From March 1 the price of a pint in Wetherspoon pubs across the UK has increased by 10p outside of London, and 20p in the capital.
Eddie Gherson, a spokesperson for the pub chain, explained that the 2-4% increase was not unprecedented, and that they believe their “drinks offer still represents great value for money.”
There are accusations that the price of a pint in some Wetherspoon establishments has actually increased even further. One disgruntled customer at The Powder Monkey, Exmouth, claimed that the price of Ruddles had increased from 99p to £1.49. The customer stated: “I had to get my card out for the second pint…It didn’t ruin my evening, but it was something I wasn’t expecting.” However, the 99p pricing of Ruddles was not actually the norm, but rather part of a series of deals Wetherspoon pubs ran from last November until the end of February.
Wetherspoon has made a name for itself due to highly competitive pricing.

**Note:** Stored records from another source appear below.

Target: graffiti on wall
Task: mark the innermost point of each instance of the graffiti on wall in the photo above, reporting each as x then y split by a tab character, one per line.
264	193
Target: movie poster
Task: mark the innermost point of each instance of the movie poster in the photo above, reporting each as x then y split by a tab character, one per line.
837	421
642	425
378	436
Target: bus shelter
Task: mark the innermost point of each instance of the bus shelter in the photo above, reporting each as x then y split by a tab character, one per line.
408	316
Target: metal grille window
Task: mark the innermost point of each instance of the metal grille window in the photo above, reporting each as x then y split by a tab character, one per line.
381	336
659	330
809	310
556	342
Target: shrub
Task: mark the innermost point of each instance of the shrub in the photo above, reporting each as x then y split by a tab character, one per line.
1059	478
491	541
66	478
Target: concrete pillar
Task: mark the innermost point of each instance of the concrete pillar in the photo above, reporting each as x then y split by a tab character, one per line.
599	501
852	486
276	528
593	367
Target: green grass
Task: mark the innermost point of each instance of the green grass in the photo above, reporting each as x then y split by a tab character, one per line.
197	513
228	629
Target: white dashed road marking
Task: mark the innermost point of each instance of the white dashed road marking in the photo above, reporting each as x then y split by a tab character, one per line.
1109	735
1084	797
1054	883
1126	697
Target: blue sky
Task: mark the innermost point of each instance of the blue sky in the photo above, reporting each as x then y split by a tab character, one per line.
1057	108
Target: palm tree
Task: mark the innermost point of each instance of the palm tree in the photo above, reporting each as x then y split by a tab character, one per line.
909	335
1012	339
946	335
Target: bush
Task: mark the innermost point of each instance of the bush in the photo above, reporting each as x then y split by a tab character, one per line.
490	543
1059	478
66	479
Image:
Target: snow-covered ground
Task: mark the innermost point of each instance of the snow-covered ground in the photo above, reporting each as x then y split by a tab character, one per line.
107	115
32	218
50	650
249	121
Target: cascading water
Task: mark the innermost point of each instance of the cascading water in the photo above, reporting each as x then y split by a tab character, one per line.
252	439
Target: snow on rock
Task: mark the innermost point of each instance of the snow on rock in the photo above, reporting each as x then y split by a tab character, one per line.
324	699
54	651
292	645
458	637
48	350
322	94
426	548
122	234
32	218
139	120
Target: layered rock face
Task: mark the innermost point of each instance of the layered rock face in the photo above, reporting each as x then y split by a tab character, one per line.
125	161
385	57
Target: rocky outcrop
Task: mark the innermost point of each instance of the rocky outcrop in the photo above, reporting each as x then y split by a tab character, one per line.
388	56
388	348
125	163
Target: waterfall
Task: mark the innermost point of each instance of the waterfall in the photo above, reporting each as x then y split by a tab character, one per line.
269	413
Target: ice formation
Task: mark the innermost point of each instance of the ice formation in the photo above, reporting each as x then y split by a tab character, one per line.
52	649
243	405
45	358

Part of what has enabled Wetherspoon to undercut its competitors has been that the pubs are free houses, and are therefore not obliged to buy from specific breweries but can instead work with suppliers offering the lowest prices.
However, as the cost of living crisis worsens, prices for food, drink and heating are anticipated to rise dramatically. The price of beer production was already on the up prior to the Russian invasion of Ukraine, with the war exacerbating the problem due to Ukraine being one of the top five barley producers in the world.